Colors of Courage: Kubbra Sait on how she overcame the trauma of being sexually abused as a teenager

Meet Kubbra Sait, the game-changing woman who overcame adversity to achieve success.

Updated on Jul 01, 2022 06:23 AM IST  |  41.6K
Kubbra Sait
Colors of Courage: Kubbra Sait on how she overcame the trauma of being sexually abused as a teenager

Kubbra Sait has a ravenous appetite and determination to make a name for herself in the disruptive world of cinema. Born in Bangalore, Kubbra reveals she was raised by a single mother and as a result, she’s always had a strong work ethic and sense of independence. However, Sait’s childhood was not a bed of roses. When she was just a teenager, she reveals she was sexually abused several times by a ‘family friend’ and benefactor in her own home.

She reveals she was only 17 years old when the incidents occurred, and as a result, she suffered trauma for quite some time. She discloses, “I am an advocate of talking about things that don’t make me happy because life is not perfect and we should acknowledge that life is not perfect. We may all come from various backgrounds, and things may not always go as we'd like.”

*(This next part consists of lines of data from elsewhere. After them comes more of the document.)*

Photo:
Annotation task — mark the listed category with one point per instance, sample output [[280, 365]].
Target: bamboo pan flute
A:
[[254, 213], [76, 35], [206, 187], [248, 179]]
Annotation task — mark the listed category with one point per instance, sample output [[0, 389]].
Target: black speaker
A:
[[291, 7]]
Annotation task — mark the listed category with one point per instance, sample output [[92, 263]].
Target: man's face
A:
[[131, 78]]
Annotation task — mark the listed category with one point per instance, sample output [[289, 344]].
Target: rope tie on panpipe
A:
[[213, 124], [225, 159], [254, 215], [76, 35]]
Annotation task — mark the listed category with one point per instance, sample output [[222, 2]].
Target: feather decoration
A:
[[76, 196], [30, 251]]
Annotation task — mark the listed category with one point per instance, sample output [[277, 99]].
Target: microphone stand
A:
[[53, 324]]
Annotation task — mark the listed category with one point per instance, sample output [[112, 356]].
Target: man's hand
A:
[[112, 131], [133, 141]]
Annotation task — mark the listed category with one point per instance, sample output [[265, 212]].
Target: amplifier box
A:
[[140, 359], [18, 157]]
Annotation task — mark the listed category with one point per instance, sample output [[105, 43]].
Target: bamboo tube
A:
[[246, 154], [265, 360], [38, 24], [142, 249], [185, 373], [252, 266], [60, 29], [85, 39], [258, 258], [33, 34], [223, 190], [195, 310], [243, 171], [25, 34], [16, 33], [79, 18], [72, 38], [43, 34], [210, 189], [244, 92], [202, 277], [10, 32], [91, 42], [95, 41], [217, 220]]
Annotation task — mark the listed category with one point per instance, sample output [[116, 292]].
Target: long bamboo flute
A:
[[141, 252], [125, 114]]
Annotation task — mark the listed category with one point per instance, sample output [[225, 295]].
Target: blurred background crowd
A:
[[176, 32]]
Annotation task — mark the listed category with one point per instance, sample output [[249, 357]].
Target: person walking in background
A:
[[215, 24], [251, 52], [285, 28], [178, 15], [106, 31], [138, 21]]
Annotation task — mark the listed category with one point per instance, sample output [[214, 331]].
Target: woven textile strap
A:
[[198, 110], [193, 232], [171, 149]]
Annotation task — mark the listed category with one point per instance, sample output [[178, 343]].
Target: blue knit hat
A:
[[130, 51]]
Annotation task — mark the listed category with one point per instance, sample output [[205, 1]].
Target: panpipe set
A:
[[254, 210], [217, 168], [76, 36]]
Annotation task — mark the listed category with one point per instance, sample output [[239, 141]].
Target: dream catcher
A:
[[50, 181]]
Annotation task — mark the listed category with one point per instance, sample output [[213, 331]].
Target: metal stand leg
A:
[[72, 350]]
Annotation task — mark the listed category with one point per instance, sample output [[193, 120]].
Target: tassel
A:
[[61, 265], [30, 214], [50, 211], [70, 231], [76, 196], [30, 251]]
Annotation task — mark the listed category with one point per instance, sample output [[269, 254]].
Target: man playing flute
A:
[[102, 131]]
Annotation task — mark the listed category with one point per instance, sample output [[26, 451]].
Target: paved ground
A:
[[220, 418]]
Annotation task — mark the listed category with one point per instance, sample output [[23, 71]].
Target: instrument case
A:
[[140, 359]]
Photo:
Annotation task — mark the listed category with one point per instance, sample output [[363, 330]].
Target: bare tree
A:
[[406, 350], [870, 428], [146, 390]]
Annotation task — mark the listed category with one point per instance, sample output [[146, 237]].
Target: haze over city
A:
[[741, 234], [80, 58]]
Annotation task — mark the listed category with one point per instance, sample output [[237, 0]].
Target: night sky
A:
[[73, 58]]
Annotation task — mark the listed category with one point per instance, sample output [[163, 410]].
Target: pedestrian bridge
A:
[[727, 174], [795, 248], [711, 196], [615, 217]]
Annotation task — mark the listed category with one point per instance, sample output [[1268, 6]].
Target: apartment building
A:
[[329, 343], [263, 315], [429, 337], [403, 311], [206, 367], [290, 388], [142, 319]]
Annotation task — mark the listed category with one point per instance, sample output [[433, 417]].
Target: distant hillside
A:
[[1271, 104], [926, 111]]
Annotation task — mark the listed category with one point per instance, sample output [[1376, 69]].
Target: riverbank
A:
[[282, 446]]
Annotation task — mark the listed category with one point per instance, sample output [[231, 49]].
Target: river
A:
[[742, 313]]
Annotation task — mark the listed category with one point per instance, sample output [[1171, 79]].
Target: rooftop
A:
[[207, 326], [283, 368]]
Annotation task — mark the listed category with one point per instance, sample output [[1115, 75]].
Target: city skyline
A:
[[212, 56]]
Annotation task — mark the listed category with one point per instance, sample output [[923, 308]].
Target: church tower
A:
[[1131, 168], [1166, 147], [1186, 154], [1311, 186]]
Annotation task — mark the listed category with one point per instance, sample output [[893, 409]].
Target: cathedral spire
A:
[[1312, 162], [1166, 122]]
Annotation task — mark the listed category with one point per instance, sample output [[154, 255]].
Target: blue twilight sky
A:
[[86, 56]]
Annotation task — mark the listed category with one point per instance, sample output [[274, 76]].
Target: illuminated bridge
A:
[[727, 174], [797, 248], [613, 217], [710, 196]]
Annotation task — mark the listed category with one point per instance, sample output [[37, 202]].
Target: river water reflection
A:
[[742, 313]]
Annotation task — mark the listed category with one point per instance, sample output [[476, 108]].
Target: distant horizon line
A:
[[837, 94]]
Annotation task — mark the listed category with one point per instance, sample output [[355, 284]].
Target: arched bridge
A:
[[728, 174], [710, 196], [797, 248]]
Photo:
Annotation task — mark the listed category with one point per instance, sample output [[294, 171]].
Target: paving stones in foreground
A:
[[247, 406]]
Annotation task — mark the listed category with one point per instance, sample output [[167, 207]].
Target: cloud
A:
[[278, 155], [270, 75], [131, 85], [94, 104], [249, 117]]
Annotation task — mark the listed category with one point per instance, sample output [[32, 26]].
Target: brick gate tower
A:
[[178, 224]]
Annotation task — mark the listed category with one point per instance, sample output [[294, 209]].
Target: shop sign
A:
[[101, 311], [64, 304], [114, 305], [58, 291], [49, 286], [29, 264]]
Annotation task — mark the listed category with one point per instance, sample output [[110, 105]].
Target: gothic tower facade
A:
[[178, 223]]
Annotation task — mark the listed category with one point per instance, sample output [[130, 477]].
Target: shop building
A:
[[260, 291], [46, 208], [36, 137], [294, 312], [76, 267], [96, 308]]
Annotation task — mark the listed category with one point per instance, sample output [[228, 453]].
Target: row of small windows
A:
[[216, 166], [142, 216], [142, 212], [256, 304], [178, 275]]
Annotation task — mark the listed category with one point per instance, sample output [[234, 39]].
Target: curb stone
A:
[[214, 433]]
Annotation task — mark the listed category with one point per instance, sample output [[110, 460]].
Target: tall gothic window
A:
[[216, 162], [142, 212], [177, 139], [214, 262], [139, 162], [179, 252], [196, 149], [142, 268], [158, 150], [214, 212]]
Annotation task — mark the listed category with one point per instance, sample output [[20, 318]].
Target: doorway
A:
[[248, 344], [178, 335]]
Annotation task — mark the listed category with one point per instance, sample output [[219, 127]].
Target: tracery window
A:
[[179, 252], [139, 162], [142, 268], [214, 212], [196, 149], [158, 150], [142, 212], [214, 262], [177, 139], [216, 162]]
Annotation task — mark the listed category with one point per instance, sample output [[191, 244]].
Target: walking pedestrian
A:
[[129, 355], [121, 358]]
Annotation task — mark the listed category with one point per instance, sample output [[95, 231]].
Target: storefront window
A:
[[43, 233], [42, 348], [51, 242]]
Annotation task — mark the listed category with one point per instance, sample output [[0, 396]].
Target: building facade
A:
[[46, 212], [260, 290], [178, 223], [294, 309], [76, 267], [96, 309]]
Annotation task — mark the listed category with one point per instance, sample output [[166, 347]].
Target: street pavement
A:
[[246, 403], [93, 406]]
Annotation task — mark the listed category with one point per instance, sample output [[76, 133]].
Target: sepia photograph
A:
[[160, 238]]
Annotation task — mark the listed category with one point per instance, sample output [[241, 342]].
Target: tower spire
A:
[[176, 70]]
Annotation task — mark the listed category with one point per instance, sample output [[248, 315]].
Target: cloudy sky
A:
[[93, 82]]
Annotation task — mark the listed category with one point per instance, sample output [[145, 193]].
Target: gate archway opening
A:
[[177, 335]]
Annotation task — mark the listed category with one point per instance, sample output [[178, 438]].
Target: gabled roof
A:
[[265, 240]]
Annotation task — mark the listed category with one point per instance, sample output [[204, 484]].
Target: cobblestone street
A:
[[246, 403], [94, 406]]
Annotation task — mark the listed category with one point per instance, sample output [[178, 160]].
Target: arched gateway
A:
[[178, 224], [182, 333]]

With a degree in finance and experience working in 9–5 jobs in Dubai, Kubbra left her position at Microsoft early on in her career. “Whether it was leaving Bangalore and going to Dubai or leaving the cookie shop that I worked in there and moving and working in an IT company, I never really operated with a plan B, I operated with a plan A. I started with nothing in Dubai, so I know I could start with nothing in Mumbai or anywhere in the world."

Kubbra travelled to Mumbai to pursue her aspirations of being a model and an actor, with the encouragement of her mother and her own ambitious goals. “I remember when I came to Mumbai 12 years ago, I had written in my SWOT analysis that being outspoken is my strength and weakness. At the time, I wasn't sure why I had made that statement. You are advised to act and look a certain way, and if you don't agree with the conversation, you are instructed to simply nod your head. However, I was someone who was always this fiery and powerful. One of my greatest struggles and learning has been that I can't pretend to be someone else for a very long period.” She claims that she is a feminist who is still work in progress.

The actor has admits she’s always identified Mumbai as her home base. “I'm still figuring out how I feel about the place where I was born. I don't believe I have any memories of being a Bangalorean. A part of me believes that my heart is a South Indian heart, hence I love to take great pride in being a South Indian. But there was a big part of me that resented the city for what I had to go through there. Home is a place where you feel safe, where you can grow where you have freedom and I found all of that in Mumbai.”

Speaking of the courage you need to chase your goals she says, “I think courage is something that you work towards. It’s like a piggy bank. The currency of courage is like collecting pennies in your piggy bank, which you will eventually fill up. I have come this far because of my courage."

Sait has found the courage to be transparent and reveal her journey to the world in her book "Open Book: Not Enough A Memoir." Voicing how she initially struggled with opening up about her trauma, she sighs, “When you speak your truth it can be liberating, it can be against the traditional approach of looking at certain things. The second time you utter it, though, it will become easier; the first time will be the toughest. And then you’ll start making peace with it,” she signs off.